Disclaimer: These cool guys don't belong to me, with much regret :)

"Shut up," said Ron under his breath.

"...and of course I'm extremely excited to be working in the Ministry for the good of house-elves, I've already drafted up a special plan to protect them and other oppressed magical creatures, poor things, aren't they? RON! Are you listening or not?"

Ron managed a "Mmmnph", which was obviously not satisfactory to Hermione, because she started bombarding him with questions on what she had just said. At a loss for words, Ron was extremely pleased to hear Harry walking in.

"Hello, Harry!" said Ron, pointedly ignoring Hermione's scandalised look, "How is Auror training?"

"Fine. Bit of a breeze compared to fighting Voldemort, though." He smiled.

"With you'd stop saying that name," muttered Ron under his breath.

"He's dead!" said Hermione, turning around to face Harry. "You shouldn't be scared of the name now, seeing as there's nothing to that name any more..."

"Hermione!" said Harry, who had quite strangely only just noticed her presence. "How's your...new job?"

Hermione blushed and glared at Ron. "I see someone cares about the plight of house-elves and other oppressed creatures! Well, Harry, it's really nice and all that, and I've already started my new special plan-look-and there's much more to come, really, and I've put in loads of time into studying Wizarding Law and..."

Harry and Ron exchanged looks. "Told you," whispered Ron.

When Hermione finally stopped, Harry started speaking.

"Well I've come here for a...reason. I've got this free Portkey to Hawaii and it includes a free holiday package for three so I was wondering if you would want to come along on holiday with me..."

Before he could finish, Hermione interrupted. "Of course we would! Right, Ron?"

Ron, who was feeling apprehensive about going on a holiday with Hermione, decided to humour her. "Yes, of course! When does it leave?"

"Tomorrow," said Harry, delighted, "And it's here." He fished out a ball of yarn from his pocket. According to what the lucky draw person said, there's accomodation and food and everything and it lasts for a week. So we'll spend a week in Hawaii. If he's right, of course. Better bring some Galleons in case."

"You're starting to sound like Mad-Eye Moody," said Ron, a little too loudly.

"RON! Of course he's not sounding like Moody, he's just being careful, like ALL of us should!" warned Hermione.

"Oh, all right, fine then," said Ron in a disgruntled tone.

"I guess we'll be having dinner at the Burrow together?" said Harry.

"Yeah, we're Disapparating."

And they turned on the spot, focused on the Burrow and disappeared with three loud cracks.

As they arrived at the Burrow, Mrs Weasley was fixing dinner. "Well, Harry, looks like you've had a good day at the Auror department? Kingsley told me all about how promising you were. And Hermione! Working in Magical Law Enforcement and taking care of house-elves at the same time! Ron," she said quite pointedly, "At the shop with George?"

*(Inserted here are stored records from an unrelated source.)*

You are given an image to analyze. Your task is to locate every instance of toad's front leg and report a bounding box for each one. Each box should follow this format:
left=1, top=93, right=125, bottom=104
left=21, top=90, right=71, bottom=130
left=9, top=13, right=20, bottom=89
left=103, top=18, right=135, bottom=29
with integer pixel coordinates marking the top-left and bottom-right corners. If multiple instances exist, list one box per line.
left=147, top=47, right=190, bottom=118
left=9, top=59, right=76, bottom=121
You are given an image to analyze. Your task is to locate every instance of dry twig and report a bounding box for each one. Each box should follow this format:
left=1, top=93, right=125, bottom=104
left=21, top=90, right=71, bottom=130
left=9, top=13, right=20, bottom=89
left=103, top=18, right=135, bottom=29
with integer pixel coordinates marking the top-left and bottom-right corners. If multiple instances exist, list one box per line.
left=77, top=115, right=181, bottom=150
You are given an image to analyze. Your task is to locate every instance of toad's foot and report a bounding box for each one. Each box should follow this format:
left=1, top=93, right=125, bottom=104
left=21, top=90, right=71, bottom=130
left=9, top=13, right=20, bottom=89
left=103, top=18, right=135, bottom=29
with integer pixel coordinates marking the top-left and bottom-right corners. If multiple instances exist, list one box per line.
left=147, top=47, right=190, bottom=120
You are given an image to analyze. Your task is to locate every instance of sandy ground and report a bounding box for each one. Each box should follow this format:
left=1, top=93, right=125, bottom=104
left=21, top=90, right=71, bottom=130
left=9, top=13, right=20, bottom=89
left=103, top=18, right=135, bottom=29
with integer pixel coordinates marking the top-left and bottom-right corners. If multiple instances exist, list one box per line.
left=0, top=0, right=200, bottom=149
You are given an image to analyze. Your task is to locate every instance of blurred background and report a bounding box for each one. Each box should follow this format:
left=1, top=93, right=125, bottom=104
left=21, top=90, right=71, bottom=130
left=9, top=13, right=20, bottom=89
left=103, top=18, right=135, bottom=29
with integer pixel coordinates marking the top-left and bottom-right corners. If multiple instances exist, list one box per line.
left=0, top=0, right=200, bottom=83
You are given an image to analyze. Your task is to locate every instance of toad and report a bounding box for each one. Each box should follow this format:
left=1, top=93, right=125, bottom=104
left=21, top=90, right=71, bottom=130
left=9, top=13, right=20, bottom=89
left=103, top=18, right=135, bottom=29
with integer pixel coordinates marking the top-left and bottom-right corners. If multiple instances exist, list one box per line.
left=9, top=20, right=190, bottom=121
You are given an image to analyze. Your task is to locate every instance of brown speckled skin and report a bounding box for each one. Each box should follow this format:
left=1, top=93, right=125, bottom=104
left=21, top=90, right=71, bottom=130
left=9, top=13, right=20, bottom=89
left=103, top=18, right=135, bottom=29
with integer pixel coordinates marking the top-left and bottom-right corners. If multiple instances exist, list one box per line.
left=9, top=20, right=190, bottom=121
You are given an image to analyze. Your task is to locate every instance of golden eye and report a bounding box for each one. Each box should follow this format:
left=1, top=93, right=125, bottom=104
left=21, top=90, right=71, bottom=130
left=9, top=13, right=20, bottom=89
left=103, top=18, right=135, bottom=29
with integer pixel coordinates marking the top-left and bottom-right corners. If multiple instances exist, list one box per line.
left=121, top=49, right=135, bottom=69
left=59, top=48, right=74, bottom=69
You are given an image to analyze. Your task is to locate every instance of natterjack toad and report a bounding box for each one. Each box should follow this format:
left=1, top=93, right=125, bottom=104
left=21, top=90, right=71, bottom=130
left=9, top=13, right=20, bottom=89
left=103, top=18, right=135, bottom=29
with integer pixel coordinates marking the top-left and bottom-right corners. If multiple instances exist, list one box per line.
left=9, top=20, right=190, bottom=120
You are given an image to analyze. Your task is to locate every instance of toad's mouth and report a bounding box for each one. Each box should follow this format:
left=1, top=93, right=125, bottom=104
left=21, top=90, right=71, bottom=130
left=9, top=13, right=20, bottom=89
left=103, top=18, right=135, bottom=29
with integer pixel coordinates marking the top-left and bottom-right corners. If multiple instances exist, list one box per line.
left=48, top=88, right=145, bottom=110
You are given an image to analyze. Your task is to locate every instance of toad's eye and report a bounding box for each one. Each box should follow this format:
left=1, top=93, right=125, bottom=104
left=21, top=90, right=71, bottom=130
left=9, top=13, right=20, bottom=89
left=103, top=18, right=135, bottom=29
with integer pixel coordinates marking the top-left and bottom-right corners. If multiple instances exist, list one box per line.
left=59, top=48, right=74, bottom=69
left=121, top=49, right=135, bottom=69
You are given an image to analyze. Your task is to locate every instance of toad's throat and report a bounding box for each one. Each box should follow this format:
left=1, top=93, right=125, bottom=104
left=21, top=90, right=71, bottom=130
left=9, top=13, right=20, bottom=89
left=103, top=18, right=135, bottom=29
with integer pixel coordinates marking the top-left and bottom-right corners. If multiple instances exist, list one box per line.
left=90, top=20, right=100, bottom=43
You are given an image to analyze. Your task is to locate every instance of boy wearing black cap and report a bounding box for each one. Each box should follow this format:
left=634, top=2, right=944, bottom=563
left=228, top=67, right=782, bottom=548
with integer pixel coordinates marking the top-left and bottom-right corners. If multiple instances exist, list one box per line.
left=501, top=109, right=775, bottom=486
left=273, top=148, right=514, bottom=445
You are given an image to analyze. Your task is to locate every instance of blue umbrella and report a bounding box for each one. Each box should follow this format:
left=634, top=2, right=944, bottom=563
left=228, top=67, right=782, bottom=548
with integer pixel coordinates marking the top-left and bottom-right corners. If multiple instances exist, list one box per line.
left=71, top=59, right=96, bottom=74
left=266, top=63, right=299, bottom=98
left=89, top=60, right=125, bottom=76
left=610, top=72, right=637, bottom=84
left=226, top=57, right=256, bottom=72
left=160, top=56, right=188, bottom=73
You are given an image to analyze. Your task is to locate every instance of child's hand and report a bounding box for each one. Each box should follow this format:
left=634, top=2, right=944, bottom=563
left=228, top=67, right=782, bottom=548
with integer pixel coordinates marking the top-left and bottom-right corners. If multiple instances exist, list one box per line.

She seemed disappointed that Ron had not chosen a Ministry career like Hermione, or an adventurous, respectable Auror job when he had all the qualifications too. Instead he had chosen to replace Fred and help George with the joke shop, an option that was proving extremely unpopular with Mrs Weasley.

"Go get Ginny, will you? She's been busy reading all day. Expect it's just some passing fad."

"But reading is good!" said Hermione in a shocked whisper.

"We know," said Ron.

They wandered up the staircase and successfully located Ginny. She was reading The Quibbler.

"You HAVE to read this!" she said, her eyes glazed.

"Uh-oh." Harry raised his wand and pointed it at Ginny.

"FINITE INCATANTEM!" He said, trying to cast it correctly.

It worked. Ginny choked and spluttered as if she had been in a trance and was now awakening.

"What happened to you?" asked Ron, a look of mock concern on his face.

"Stupid Terry Boot jinxed the magazine, I suppose. Eww. The Quibbler? That prat. I performed one of my expert Bat-Bogey Hexes on him and he just wanted revenge, I suppose."

"Why?" asked Hermione.

"Because," said Ginny, "He was trying to steal my lipstick."

"Steal your WHAT?!" asked Ron and Harry.

"Lipstick." Ginny looked adamant.

"Why'd he want that for?" asked Hermione.

"It's a Portkey. I'm going to Hawaii in holiday tomorrow. Free package, won it in some lucky draw. Some other lucky guy won a holiday for three. Wish I'd gotten that," said Ginny resentfully, "Then I could drag y'all along and stuff one of you in a suitcase and smuggle you along or something."

"There's no need for that," said Hermione and Harry, who were ignoring Ron, who had burst out into laughter.

"And why?" asked Ginny.

"Because," said Hermione, "Harry is 'the other lucky guy'."

Just as they were about to say more, Mrs Weasley called "DINNER'S READY!". Famished as they were, they raced each other down the stairs like children and sat at the table.